Bartolomeo Vecchione is a late 18th-century Italian architect of the late-Baroque or Rococo period, active in and around Naples.

==Life==
Little is known about his origins and training; he clearly appears influenced by Ferdinando Sanfelice and Luigi Vanvitelli, two contemporary masters of Southern architecture. He was the younger brother of the shipyard engineer, Luca Vecchione. Between 1747 and 1751, in collaboration with Crescenzo Torchese, he designed the structure of the elaborately decorated and remarkable pharmacy attached to the Ospedale degli Incurabili in central Naples. He aided in the reconstruction of the church of San Francesco delle Monache with the construction of an atrium in stucco and marble preceded by a gate in piperno performed by Torchese.

Between 1750 and 1760, he was active in the design and construction the church of the Annunciation in Giugliano in Campania and the main of the church of Giugliano. In 1758, in Naples, he helped complete the church of the Santissima Immacolata Concezione di Maria e San Vincenzo Ferrera (Chiesa dell'Immacolata e San Vincenzo) and a screen house in Via San Vincenzo, on the left of the church. In 1766, he worked on lava formed routes along the Via Foria leading to the Albergo Reale dei Poveri in Naples. He also worked on the facade of the church of the Immaculate Conception (also called the Le Crocelle) at via Chiatamone in Naples.
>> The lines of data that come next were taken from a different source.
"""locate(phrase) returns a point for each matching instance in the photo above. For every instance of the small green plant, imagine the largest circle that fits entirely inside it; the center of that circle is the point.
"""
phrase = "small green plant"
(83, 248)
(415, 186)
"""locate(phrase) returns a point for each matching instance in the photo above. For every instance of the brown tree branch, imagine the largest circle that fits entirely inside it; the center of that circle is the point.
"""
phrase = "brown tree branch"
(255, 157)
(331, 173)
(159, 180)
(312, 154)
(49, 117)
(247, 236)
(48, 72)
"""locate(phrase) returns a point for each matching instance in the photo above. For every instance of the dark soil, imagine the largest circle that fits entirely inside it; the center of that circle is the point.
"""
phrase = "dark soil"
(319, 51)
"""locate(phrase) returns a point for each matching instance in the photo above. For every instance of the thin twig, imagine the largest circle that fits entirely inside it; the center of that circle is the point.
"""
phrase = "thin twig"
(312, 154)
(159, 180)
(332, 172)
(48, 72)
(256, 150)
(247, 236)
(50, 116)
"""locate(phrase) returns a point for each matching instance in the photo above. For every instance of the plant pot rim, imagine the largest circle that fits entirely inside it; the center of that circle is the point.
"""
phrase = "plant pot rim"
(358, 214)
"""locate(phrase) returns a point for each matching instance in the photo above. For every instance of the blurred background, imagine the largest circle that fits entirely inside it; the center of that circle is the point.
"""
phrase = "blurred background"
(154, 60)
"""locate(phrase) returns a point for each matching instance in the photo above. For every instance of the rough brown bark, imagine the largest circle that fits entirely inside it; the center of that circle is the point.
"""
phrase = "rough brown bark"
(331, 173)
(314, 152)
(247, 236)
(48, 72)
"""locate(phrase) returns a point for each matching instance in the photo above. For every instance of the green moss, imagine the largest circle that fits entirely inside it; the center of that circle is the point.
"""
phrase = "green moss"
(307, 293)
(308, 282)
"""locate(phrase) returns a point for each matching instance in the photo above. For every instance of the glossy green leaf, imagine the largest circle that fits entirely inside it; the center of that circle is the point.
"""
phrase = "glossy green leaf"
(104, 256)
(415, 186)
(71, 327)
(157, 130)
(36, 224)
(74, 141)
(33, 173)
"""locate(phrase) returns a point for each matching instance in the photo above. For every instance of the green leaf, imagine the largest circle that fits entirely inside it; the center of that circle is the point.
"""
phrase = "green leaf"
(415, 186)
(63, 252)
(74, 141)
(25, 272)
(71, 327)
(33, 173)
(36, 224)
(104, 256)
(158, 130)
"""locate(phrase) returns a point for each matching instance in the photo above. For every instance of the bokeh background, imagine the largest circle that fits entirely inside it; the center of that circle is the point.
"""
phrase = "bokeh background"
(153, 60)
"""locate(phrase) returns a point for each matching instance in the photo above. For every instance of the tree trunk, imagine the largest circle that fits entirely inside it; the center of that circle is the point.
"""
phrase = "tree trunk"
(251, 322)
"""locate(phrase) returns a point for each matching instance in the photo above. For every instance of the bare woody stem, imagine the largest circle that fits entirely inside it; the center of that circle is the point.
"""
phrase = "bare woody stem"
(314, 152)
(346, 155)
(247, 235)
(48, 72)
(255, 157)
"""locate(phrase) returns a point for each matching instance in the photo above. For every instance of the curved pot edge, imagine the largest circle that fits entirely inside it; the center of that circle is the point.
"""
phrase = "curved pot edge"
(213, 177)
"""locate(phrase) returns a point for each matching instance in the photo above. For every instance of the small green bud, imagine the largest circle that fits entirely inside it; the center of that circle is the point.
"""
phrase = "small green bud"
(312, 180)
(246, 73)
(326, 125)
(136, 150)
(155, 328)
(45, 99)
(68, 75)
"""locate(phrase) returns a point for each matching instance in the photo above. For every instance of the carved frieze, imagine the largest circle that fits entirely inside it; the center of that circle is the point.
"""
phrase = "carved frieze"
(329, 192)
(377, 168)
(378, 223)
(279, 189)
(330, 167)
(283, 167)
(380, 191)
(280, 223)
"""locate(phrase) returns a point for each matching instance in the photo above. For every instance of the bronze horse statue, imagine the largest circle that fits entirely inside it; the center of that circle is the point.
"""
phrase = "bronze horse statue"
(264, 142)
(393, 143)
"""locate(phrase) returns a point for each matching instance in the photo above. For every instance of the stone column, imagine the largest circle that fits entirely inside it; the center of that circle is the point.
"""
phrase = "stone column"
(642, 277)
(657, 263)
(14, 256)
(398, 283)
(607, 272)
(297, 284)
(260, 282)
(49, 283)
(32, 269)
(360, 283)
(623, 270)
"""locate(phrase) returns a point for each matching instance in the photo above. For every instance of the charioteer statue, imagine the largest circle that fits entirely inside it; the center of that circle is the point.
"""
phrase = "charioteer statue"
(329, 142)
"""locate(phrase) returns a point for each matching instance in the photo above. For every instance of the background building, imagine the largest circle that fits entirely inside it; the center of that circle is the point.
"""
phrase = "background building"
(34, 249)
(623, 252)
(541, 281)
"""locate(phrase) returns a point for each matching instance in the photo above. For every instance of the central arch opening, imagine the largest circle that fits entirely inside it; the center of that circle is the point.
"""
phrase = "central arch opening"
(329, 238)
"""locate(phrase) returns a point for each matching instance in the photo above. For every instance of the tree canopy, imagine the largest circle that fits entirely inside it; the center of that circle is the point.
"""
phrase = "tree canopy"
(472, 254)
In 1769, he worked with Carlo Zoccoli and Gaetano Barba in studying the collapse of the façade of the Palazzo del Banco and its oratory. He worked in 1769–1770 on the reconstruction of the facade of the church of the Pietà dei Turchini, and in 1771, with Felice Bottiglieri, he was appointed auditor of Archconfraternity of the church of Santissima Trinità dei Pellegrini in Naples.